La BCE pourrait peiner à contrôler les écarts des titres italiens et à prévenir la fragmentation du marché au moment où elle resserre les taux. L’agitation politique récente ajoute un risque idiosyncrasique inopportun à l’équation italienne. La politique à l’égard de l’Ukraine pourrait faire apparaître des divergences au sein de la fragile coalition gouvernementale, et on ne saurait exclure que l’attitude du nouveau gouvernement fasse capoter le fonds de relance de 19 milliards d’euros, ralentisse les réformes et mine la confiance des investisseurs envers l’Italie, qui s’était améliorée ces dernières années.

Même en l’absence d’un risque imminent d’affrontement avec l’UE (la première ministre Meloni a adouci le ton face à l’Europe durant la campagne électorale), l’équipe craint pour la stabilité budgétaire de l’Italie à moyen terme. Elle préfère d’autres pays européens périphériques comme Chypre et la Grèce. Les pays latino-américains ont relevé leurs taux d’intérêt de façon très proactive, et des marchés comme le Mexique et l’Uruguay offrent des rendements réels et des taux de change intéressants. L’équipe reste sur la défensive vis-à-vis des obligations japonaises, malgré leur surperformance récente attribuable au soutien continu du marché obligataire par la Banque du Japon. Les politiques actuelles risquent d’apparaître de moins en moins viables, au moment où une chute de 6,6 % du yen a forcé la banque centrale à intervenir sur le marché des devises et à durcir le ton au troisième trimestre. De même, le fonds sous-pondérait les obligations chinoises, dont les valorisations paraissaient onéreuses, surtout sur une base couverte, avec des taux à 10 ans inférieurs de 109 pb à ceux des obligations du Trésor américain.

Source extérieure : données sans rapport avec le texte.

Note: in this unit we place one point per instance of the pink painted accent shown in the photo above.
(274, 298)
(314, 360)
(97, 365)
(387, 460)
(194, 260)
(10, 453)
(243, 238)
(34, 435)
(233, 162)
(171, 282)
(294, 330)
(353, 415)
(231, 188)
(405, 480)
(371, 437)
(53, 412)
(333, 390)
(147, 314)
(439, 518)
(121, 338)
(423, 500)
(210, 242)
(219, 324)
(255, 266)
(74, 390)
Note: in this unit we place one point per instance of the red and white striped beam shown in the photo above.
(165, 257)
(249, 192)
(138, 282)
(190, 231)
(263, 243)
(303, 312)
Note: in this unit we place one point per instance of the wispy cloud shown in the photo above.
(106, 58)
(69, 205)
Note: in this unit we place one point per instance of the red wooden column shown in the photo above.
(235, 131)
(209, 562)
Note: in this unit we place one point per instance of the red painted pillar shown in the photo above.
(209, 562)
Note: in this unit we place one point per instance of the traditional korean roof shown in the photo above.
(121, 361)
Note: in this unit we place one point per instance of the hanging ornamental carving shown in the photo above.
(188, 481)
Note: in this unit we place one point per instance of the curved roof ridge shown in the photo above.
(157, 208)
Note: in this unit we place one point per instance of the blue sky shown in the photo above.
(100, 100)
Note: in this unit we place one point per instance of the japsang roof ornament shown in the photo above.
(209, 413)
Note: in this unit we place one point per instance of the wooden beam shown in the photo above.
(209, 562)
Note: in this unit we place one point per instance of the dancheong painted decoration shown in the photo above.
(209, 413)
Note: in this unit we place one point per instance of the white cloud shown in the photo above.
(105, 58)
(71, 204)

Du côté des devises, l’équipe conserve une position acheteur sur le dollar américain, surtout vis-à-vis de l’euro, du yuan et de la livre sterling. Elle cherche à équilibrer cette position par les fondamentaux et le portage de monnaies de pays émergents comme le peso mexicain, le peso chilien et le real brésilien. Par ailleurs, l’équipe préfère le dollar de Singapour à celui de Taïwan. À Singapour, l’inflation fondamentale dépasse nettement la cible de 2 % en raison d’une forte augmentation du prix des produits importés et de facteurs intérieurs comme un marché du travail tendu et la hausse de la TVA. Une position vendeur sur le dollar taïwanais donne encore lieu à un portage positif. Jusqu’à maintenant, les investisseurs étrangers ont retiré des capitaux substantiels de la bourse de Taïwan (facteur négatif pour la devise taïwanaise), laquelle pondère fortement les titres technologiques et les actions de croissance qui seront sans doute encore malmenés un certain temps vu le risque de récession mondiale et les obstacles à la croissance de la Chine et du secteur des semiconducteurs.

Rendement du fonds

Rendements composés (%)1 Depuis la création2 10 ans 5 ans 3 ans 1 an T3
Fonds mondial de rendement global MFS Sun Life - série A

5,4

5,5 1,9 0,0 -10,5 -1,6
Fonds mondial de rendement global MFS Sun Life  - série F

6,6

6,7 3,0 1,2 -9,4 -1,3
Indice de référence du Fonds mondial de rendement global MFS Sun Life

7,5

7,9 4,6 2,6 -12,3 -1,4

¹Les rendements se rapportant aux périodes supérieures à un an sont annualisés. Données au 30 septembre 2022.

²Année civile partielle. Les rendements intègrent ceux de la période écoulée entre la date de création du fonds, soit le 1er octobre 2010, et le 31 décembre 2010.